The audience of writing extends far beyond just mental imagery or just those reading, but to media watchers as well. Even moviegoers who indulge in every Marvel movie and watch with such admiration expose themselves to the very words writers put into existence on a script. It extends to the brief one-liners in comedies or even the memes which make you chuckle as you scroll through your social media. Words go beyond just natural definition and have evolved into almost universal meanings or expressions. For example, you can express different emotions or means depending on how you say something as expressive as the word “shit.” From an aggressive oh no form of shit, to the stressed syllable on the I in shiiiiiitttt which expresses a form of disbelief in a humoral response, varying messages can be conveyed through the same word depending on how it is emphasized.

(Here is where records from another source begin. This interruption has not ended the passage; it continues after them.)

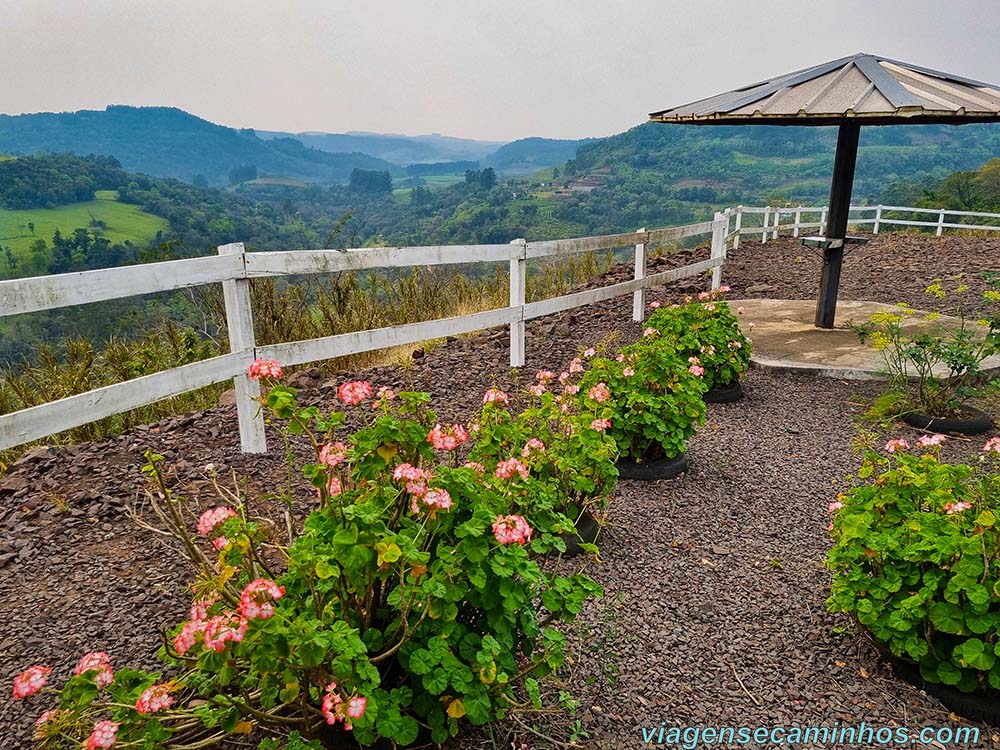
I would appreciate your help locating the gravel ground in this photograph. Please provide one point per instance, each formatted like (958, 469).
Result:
(715, 585)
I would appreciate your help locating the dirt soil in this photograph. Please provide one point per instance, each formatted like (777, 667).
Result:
(714, 608)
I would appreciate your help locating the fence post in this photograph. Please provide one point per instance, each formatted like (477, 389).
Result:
(639, 295)
(718, 246)
(518, 282)
(239, 324)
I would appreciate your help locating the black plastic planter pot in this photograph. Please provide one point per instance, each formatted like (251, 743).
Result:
(983, 707)
(587, 530)
(724, 394)
(972, 422)
(650, 471)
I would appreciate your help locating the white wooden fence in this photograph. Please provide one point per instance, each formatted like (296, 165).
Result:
(233, 267)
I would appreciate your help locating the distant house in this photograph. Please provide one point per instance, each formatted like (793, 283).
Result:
(585, 184)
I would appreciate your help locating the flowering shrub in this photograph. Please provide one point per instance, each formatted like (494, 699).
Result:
(707, 334)
(406, 604)
(916, 559)
(651, 395)
(562, 459)
(935, 366)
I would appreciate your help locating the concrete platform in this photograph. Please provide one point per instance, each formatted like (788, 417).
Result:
(785, 338)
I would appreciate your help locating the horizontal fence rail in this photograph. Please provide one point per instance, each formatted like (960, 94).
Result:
(797, 218)
(233, 267)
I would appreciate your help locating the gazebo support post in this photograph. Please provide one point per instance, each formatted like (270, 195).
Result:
(836, 226)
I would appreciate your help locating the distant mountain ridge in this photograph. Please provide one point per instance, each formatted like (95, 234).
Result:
(398, 149)
(169, 142)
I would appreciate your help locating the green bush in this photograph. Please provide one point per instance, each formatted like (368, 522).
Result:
(708, 331)
(411, 600)
(916, 559)
(560, 438)
(653, 394)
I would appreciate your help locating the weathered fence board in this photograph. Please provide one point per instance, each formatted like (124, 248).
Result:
(48, 419)
(50, 292)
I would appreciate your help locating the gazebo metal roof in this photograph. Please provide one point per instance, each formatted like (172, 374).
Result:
(866, 89)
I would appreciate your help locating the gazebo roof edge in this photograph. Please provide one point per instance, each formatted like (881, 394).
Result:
(869, 89)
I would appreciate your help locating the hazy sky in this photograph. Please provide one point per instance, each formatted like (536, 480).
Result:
(492, 70)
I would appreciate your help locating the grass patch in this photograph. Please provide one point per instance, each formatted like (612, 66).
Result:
(123, 222)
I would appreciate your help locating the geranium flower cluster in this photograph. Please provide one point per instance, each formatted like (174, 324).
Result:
(509, 468)
(256, 603)
(333, 454)
(334, 709)
(264, 368)
(600, 393)
(512, 529)
(447, 437)
(257, 599)
(495, 395)
(103, 736)
(155, 698)
(354, 392)
(416, 482)
(99, 663)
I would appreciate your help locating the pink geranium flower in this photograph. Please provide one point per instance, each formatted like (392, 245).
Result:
(415, 480)
(155, 698)
(354, 392)
(534, 445)
(333, 454)
(600, 393)
(495, 395)
(512, 530)
(356, 707)
(507, 469)
(99, 663)
(221, 629)
(30, 681)
(103, 736)
(257, 599)
(264, 368)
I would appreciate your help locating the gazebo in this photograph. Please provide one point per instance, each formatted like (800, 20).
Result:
(850, 92)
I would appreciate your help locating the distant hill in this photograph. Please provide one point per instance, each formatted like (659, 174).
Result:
(725, 164)
(531, 154)
(168, 142)
(398, 149)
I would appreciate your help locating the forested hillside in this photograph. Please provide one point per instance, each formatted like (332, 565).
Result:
(168, 142)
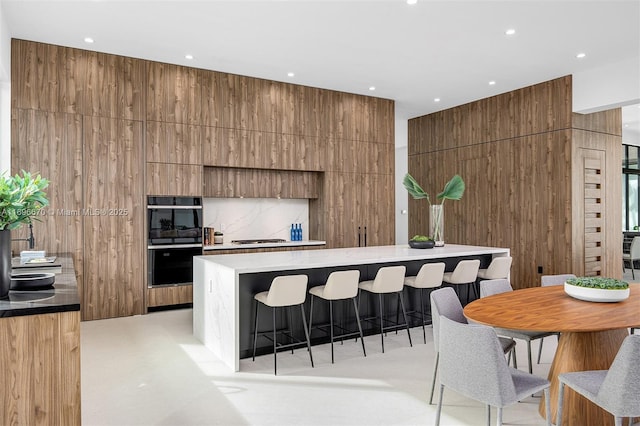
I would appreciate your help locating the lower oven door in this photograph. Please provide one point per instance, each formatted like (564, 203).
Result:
(171, 265)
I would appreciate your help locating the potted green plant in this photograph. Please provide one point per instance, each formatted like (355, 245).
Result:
(453, 190)
(21, 198)
(597, 289)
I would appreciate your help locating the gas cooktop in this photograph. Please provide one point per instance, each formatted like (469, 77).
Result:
(259, 241)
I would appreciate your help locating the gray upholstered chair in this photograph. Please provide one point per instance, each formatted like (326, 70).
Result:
(491, 287)
(616, 390)
(429, 277)
(634, 254)
(341, 285)
(285, 291)
(473, 364)
(445, 303)
(388, 279)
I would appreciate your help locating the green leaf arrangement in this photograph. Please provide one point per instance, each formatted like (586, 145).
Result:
(21, 198)
(599, 282)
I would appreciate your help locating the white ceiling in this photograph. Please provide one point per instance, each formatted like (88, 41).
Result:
(410, 53)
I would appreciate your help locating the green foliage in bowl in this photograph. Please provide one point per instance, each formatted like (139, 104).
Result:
(421, 238)
(599, 282)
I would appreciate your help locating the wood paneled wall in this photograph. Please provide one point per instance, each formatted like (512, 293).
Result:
(517, 155)
(40, 369)
(114, 127)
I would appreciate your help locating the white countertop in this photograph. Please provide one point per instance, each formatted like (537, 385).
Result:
(306, 259)
(231, 246)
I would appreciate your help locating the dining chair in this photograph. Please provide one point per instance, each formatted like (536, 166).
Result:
(633, 255)
(546, 281)
(491, 287)
(429, 277)
(285, 291)
(616, 390)
(473, 365)
(445, 303)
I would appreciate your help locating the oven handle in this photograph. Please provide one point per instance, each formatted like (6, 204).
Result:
(150, 206)
(174, 246)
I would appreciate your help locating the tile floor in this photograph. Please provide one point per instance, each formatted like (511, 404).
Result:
(150, 370)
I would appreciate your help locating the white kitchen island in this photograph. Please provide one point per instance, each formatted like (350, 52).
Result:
(223, 285)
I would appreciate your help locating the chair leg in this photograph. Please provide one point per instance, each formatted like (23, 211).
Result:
(331, 327)
(404, 314)
(433, 381)
(275, 343)
(547, 405)
(255, 331)
(355, 306)
(439, 409)
(306, 334)
(424, 331)
(560, 404)
(381, 321)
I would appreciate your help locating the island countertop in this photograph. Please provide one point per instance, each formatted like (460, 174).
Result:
(63, 297)
(291, 260)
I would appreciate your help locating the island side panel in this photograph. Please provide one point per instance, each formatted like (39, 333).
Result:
(215, 310)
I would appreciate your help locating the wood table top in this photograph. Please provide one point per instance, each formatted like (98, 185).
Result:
(551, 309)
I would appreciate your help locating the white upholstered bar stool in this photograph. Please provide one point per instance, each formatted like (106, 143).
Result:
(388, 279)
(285, 291)
(429, 277)
(465, 273)
(341, 285)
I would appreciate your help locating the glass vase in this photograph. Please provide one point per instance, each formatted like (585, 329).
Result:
(436, 224)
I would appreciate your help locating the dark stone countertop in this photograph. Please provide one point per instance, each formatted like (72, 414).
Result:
(63, 297)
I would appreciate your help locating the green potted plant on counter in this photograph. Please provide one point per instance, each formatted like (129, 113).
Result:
(453, 190)
(21, 198)
(597, 289)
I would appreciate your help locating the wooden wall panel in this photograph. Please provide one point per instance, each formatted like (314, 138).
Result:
(597, 191)
(535, 109)
(114, 233)
(174, 143)
(51, 144)
(226, 182)
(174, 179)
(40, 364)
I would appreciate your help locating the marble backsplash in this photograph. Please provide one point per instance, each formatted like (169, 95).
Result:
(247, 218)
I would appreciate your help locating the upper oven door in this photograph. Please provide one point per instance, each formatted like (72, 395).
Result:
(177, 223)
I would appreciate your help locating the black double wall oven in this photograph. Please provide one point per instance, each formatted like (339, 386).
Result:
(174, 227)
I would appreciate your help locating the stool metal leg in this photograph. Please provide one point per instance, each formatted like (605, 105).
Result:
(275, 343)
(255, 331)
(404, 313)
(359, 326)
(381, 321)
(306, 333)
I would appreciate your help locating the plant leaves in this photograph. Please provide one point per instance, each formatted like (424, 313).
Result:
(453, 190)
(414, 188)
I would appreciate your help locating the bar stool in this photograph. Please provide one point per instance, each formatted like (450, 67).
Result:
(465, 273)
(389, 279)
(429, 277)
(285, 291)
(341, 285)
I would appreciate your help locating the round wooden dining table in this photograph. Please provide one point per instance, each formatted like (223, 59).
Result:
(591, 334)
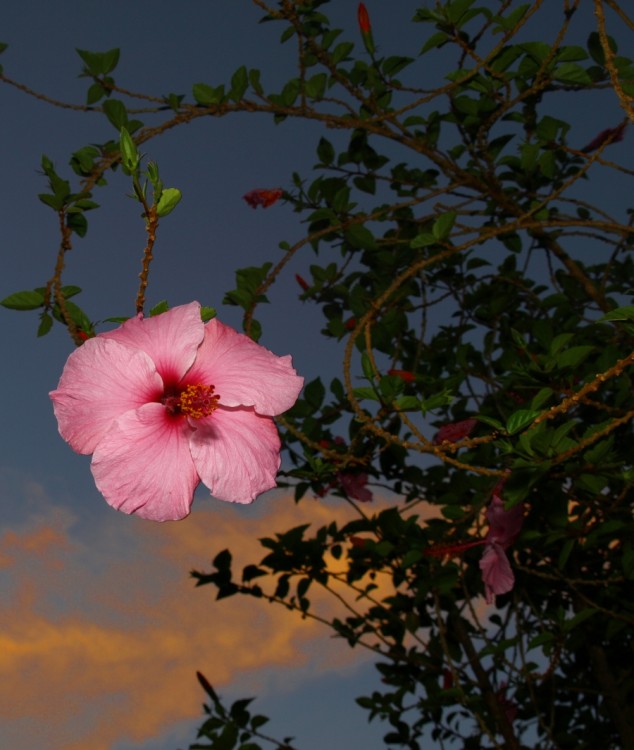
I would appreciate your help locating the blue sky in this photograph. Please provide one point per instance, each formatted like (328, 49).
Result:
(101, 627)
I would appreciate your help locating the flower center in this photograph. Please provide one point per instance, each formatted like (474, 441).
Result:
(194, 401)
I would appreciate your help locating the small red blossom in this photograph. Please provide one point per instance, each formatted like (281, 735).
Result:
(364, 19)
(455, 431)
(613, 135)
(405, 375)
(264, 197)
(365, 27)
(451, 550)
(354, 485)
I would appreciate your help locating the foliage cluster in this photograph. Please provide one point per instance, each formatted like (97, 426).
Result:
(471, 272)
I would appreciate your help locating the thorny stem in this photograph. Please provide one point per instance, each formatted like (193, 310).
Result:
(151, 226)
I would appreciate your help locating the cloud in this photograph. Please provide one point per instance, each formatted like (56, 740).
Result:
(101, 630)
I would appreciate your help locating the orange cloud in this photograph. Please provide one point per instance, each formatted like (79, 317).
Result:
(99, 641)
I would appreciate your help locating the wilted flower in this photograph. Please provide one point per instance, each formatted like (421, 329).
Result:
(264, 197)
(455, 431)
(166, 402)
(614, 135)
(504, 528)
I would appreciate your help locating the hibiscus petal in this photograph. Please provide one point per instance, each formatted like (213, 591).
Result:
(143, 465)
(236, 453)
(101, 381)
(245, 373)
(171, 339)
(504, 525)
(496, 572)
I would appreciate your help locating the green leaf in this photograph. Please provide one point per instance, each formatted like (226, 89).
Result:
(424, 239)
(443, 225)
(239, 83)
(620, 313)
(159, 308)
(578, 619)
(23, 301)
(170, 198)
(99, 63)
(357, 235)
(206, 95)
(366, 366)
(46, 323)
(572, 73)
(316, 86)
(521, 419)
(116, 113)
(574, 356)
(325, 151)
(129, 153)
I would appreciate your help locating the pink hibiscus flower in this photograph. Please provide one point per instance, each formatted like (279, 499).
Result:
(504, 528)
(166, 402)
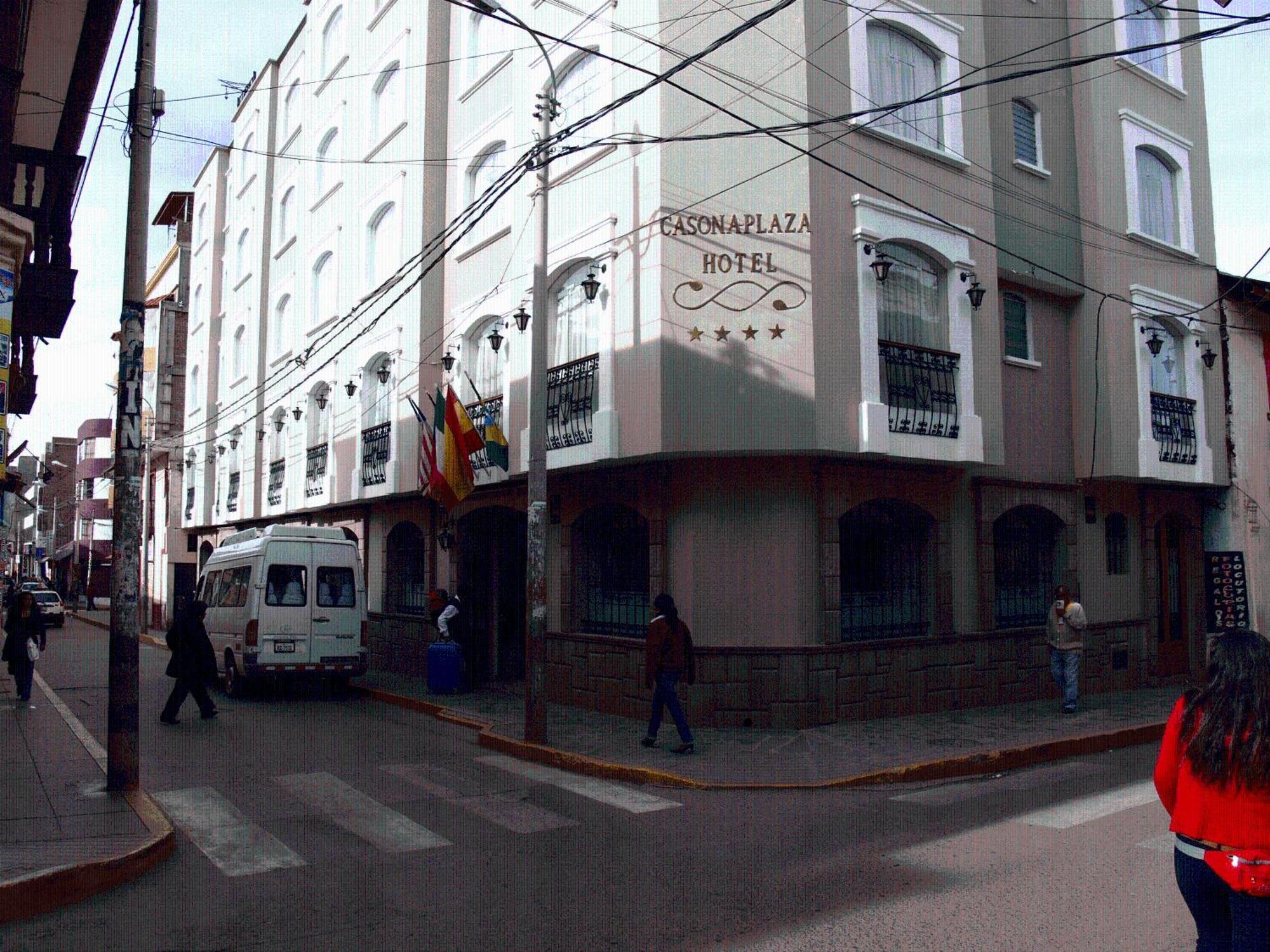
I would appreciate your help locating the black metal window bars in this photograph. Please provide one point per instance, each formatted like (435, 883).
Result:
(920, 389)
(1173, 425)
(572, 403)
(316, 472)
(375, 455)
(277, 472)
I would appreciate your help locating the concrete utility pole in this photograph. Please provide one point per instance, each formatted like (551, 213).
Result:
(123, 766)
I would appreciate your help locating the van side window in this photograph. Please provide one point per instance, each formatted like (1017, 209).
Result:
(286, 586)
(336, 588)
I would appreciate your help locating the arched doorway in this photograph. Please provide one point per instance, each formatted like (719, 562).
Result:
(492, 555)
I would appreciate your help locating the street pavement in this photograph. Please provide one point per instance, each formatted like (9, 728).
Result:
(311, 821)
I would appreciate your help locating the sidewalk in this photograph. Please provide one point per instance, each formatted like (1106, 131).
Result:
(64, 838)
(920, 747)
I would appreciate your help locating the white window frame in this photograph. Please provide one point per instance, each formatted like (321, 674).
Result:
(1139, 131)
(943, 37)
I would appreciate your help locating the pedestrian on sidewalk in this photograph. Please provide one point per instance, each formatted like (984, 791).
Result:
(669, 661)
(1213, 776)
(1065, 628)
(25, 629)
(192, 664)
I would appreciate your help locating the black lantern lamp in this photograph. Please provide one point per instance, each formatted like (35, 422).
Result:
(591, 285)
(1155, 342)
(881, 263)
(976, 291)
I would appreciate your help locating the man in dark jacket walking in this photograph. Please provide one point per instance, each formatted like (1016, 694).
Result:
(194, 663)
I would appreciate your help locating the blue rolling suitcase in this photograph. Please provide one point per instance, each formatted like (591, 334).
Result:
(445, 668)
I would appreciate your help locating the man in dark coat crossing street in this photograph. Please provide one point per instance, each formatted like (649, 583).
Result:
(194, 663)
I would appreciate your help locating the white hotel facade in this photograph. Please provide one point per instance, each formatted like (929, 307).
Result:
(860, 492)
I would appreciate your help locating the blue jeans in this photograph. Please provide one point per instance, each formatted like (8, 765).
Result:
(665, 696)
(1225, 920)
(1066, 668)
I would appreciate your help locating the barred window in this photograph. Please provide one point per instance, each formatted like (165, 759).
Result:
(610, 572)
(885, 559)
(1029, 563)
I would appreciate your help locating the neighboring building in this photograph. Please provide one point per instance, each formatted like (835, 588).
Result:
(862, 492)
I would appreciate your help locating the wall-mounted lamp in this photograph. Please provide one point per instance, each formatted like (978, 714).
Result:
(881, 265)
(976, 291)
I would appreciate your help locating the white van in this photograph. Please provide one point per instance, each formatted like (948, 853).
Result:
(286, 601)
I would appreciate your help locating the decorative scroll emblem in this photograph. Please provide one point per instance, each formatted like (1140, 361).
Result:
(778, 304)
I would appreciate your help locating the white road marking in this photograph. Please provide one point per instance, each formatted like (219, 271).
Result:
(224, 835)
(1074, 813)
(83, 733)
(346, 807)
(510, 810)
(629, 799)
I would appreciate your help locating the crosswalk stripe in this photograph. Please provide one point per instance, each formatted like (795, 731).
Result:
(636, 802)
(224, 835)
(1074, 813)
(509, 810)
(347, 807)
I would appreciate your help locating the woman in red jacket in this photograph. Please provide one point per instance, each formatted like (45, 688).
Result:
(1213, 776)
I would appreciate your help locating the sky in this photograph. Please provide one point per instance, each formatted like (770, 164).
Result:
(205, 41)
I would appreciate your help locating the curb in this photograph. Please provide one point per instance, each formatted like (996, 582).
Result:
(947, 769)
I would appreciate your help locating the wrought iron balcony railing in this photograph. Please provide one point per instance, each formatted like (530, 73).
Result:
(920, 388)
(277, 472)
(316, 472)
(478, 412)
(375, 455)
(572, 403)
(1173, 425)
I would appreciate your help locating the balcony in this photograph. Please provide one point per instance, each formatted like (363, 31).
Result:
(43, 190)
(920, 389)
(1173, 425)
(277, 472)
(316, 472)
(375, 455)
(572, 403)
(478, 412)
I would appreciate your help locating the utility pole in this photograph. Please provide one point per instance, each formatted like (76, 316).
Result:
(123, 765)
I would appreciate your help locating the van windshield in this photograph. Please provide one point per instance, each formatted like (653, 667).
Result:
(288, 586)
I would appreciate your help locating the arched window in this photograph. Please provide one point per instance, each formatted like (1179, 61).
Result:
(333, 41)
(406, 588)
(383, 244)
(239, 345)
(324, 289)
(577, 321)
(1146, 26)
(901, 69)
(285, 211)
(580, 96)
(1116, 532)
(1029, 564)
(912, 303)
(327, 154)
(885, 558)
(1158, 197)
(387, 102)
(610, 572)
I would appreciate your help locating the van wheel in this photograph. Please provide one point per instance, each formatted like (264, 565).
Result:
(234, 684)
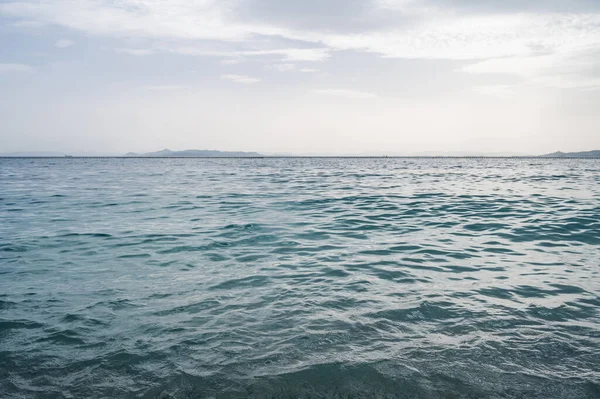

Writing is not for everyone but there are those that confide in it as a form of expression. Whether it be through a diary as a form of security or to express one’s artistic ability to capture an erotic encounter as a healthy alternative to those uncomfortable with watching porn, writing can release that external expression. Regardless of your particular association to writing, it is a manner of connection that transcribes just mere symbols. From the disagreeing comments on this article topic to the advertisements that you see on the train, writing is integrated into almost every aspect of our lives. Sometimes it’s just a matter of letting yourself get a little loose with a pencil and paper or doing a double-take at your own signature to realize that writing captures more than just words and symbols.